El gobernador de La Rioja aseguró que «ya hay una presidenta» y enfrió sus viejas aspiraciones en el peronismo. En el plano fiscal, defendió el uso controlado de los «Chachos» y anunció la creación de certificados para pagarle a constructoras.

El gobernador de La Rioja, Ricardo Quintela, volvió a sacudir el tablero político y económico provincial al anunciar una profundización de su plan de emisión financiera y enviar un fuerte mensaje de repliegue respecto a las disputas por la conducción del Partido Justicialista a nivel nacional.
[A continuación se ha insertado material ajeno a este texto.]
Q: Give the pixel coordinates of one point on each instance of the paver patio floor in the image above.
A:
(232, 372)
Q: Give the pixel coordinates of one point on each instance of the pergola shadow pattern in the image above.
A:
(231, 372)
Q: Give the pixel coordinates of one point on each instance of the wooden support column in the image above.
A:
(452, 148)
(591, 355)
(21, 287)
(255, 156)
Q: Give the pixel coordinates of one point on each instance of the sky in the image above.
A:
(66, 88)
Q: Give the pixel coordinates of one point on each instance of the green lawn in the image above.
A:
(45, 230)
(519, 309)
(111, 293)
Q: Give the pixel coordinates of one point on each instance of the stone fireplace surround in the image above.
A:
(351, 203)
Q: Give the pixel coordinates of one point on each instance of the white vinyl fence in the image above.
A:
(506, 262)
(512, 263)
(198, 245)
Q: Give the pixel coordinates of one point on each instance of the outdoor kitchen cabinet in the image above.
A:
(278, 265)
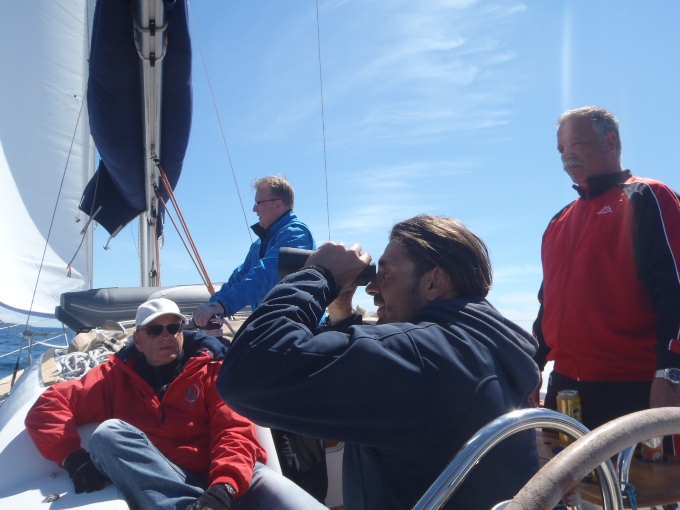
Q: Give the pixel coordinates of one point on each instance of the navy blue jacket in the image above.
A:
(404, 397)
(251, 281)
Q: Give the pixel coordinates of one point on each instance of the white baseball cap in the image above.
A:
(155, 308)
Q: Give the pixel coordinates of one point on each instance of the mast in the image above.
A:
(150, 29)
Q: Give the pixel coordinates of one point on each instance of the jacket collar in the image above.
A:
(601, 183)
(263, 233)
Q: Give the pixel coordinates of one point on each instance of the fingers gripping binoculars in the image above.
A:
(292, 260)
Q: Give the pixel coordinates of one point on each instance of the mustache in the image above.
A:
(572, 162)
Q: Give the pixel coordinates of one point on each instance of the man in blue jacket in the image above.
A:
(278, 226)
(405, 394)
(302, 459)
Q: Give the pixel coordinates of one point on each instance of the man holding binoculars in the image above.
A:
(405, 394)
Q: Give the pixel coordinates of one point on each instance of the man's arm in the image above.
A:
(252, 280)
(656, 238)
(53, 419)
(543, 350)
(234, 448)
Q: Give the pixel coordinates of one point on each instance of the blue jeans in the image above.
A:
(149, 480)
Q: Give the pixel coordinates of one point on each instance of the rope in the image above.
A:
(219, 121)
(323, 119)
(202, 271)
(629, 492)
(76, 364)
En diálogo con la prensa, el mandatario provincial ratificó que el reciente incremento salarial estatal inyectará 12.500 millones de pesos al circuito financiero local, una medida con la que busca «alivianar la pesada carga de las familias» ante la pérdida del poder adquisitivo. Respecto a la polémica cuasimoneda riojana, los «Chachos», Quintela aclaró que la provincia se mantiene dentro de los límites de circulación del stock ya emitido, pese a contar con el aval legislativo para estirar la emisión hasta los 35.000 millones de pesos. «Podríamos imprimir mucho más si quisiéramos, pero ponemos en circulación lo que podemos garantizar con certeza», argumentó.
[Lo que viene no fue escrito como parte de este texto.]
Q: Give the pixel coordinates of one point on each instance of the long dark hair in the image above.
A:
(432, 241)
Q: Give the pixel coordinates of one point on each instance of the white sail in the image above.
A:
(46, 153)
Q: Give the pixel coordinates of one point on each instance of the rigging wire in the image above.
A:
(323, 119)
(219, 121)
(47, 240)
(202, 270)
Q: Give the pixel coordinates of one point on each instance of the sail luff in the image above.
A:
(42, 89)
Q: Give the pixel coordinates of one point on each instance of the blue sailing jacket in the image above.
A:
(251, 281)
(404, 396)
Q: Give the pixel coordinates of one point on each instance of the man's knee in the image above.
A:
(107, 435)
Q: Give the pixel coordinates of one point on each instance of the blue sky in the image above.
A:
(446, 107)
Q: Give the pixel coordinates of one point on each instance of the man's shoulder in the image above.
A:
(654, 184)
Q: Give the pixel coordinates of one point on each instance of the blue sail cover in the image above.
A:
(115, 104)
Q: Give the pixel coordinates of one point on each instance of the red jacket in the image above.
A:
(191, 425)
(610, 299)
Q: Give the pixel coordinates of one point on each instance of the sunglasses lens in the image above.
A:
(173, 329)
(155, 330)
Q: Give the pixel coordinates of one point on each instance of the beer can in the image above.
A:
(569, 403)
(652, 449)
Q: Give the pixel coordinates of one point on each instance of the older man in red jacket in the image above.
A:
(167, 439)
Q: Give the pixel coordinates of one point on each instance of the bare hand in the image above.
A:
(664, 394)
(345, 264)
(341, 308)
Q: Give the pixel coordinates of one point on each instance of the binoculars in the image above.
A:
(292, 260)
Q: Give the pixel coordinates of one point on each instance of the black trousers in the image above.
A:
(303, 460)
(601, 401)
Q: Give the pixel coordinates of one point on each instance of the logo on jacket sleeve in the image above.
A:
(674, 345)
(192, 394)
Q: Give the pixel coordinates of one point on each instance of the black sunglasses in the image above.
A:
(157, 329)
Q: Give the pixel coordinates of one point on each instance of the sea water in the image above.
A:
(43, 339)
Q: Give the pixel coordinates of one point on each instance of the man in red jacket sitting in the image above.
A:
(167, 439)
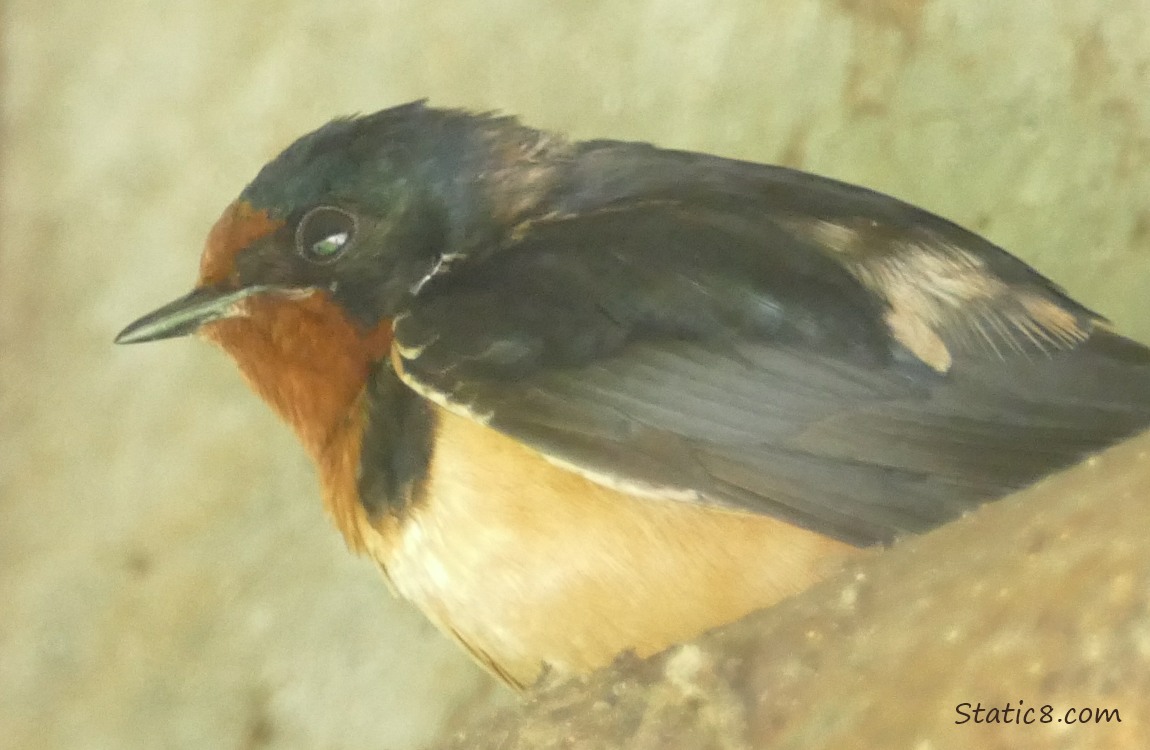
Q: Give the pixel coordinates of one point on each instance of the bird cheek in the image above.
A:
(239, 226)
Sin embargo, la principal novedad económica de la gestión provincial radica en la creación de una nueva herramienta financiera destinada a los contratistas del Estado. El gobernador adelantó que estudian la implementación de los Certificados de Cancelación de Deuda, un instrumento diseñado específicamente para destrabar los pagos con empresas constructoras, de asfalto y de vivienda. «Funcionarán como cheques diferidos, con fecha de vencimiento. Las empresas los podrán negociar o utilizar no solo para comprar materiales, sino también para pagar servicios e impuestos provinciales con el respaldo del Estado», detalló tras haberle presentado la propuesta a la Cámara de la Construcción local.
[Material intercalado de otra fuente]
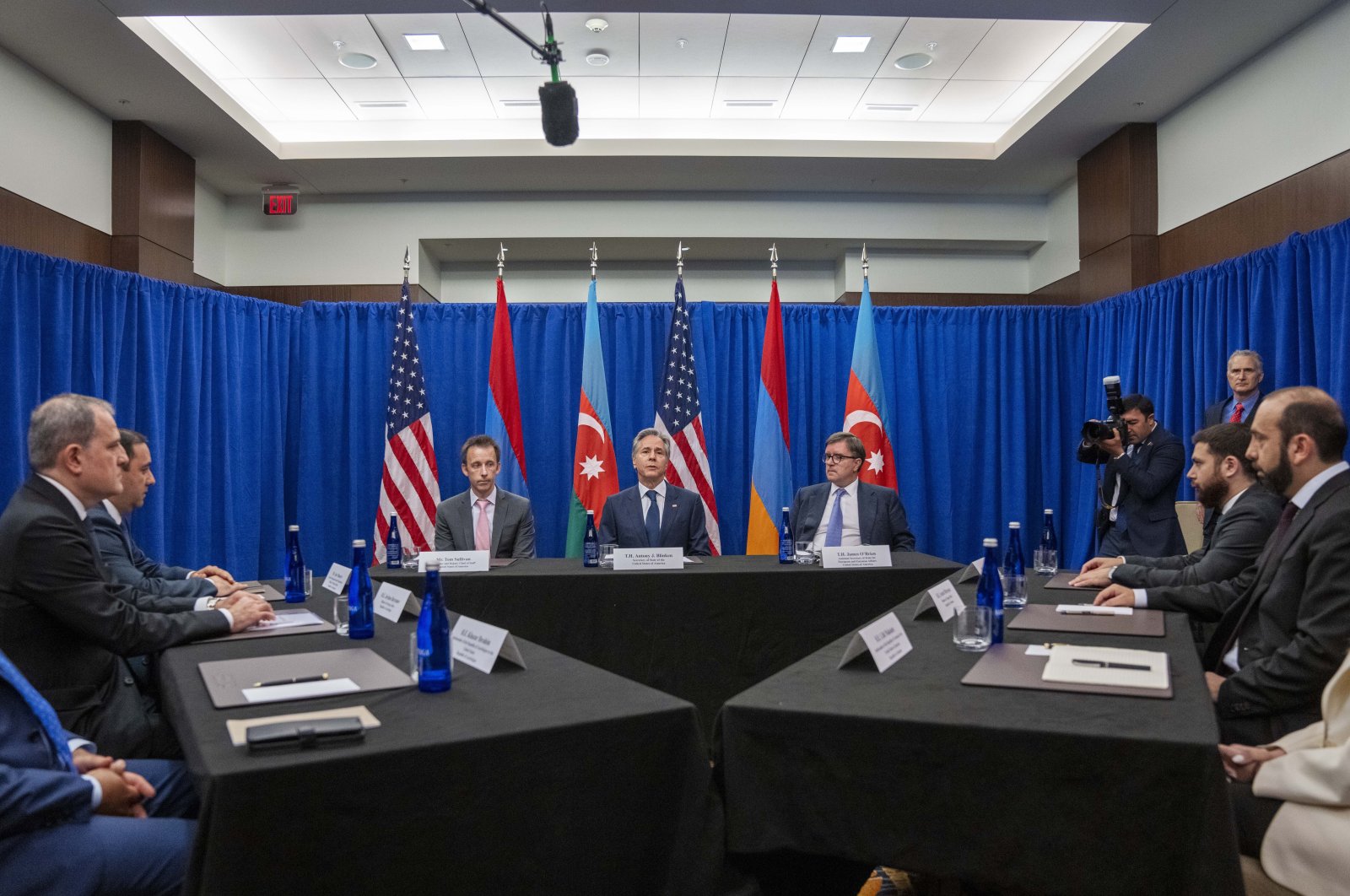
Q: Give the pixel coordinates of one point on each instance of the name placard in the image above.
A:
(944, 598)
(884, 640)
(857, 558)
(454, 560)
(337, 578)
(478, 644)
(648, 558)
(391, 601)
Giro político: renuncia a la pelea nacional y el llamado a una interna «madura»

El dato político de mayor impacto fue el drástico cambio de postura de Quintela frente a la reorganización del peronismo. El riojano, que meses atrás asomaba como uno de los retadores con aspiraciones a conducir el PJ nacional, tomó una evidente distancia de la pelea central y enfrió sus planes de proyección.

«Tenía mucha expectativa en su momento porque quería poner de pie a un peronismo que estaba dormido, apagado y guardado a partir de una competencia interna leal con dos o tres candidatos. No pudimos hacerlo», admitió con resignación. Al ser consultado sobre el escenario actual, fue tajante al señalar que «ya hay una presidenta» instalada y que ahora el objetivo mutó hacia la búsqueda de consenso.

«La unidad no debe ser entendida como un amontonamiento, sino como una unidad de concepción. Hay que dejar los rencores de lado para armar un programa de gobierno que empatrice con la sociedad», evaluó Quintela, descartando de plano una postulación propia para el sillón partidario de la calle Matheu.

De cara a la segunda mitad del año y las discusiones del peronismo riojano, el gobernador exigió «mucha madurez y responsabilidad» para resolver las candidaturas locales. Sostuvo que los procesos internos deben servir exclusivamente «para seleccionar a los mejores compañeros que la sociedad determine que la pueden representar», en un intento por blindar la paz interna en su territorio mientras capea la asfixia financiera que le impone la Casa Rosada.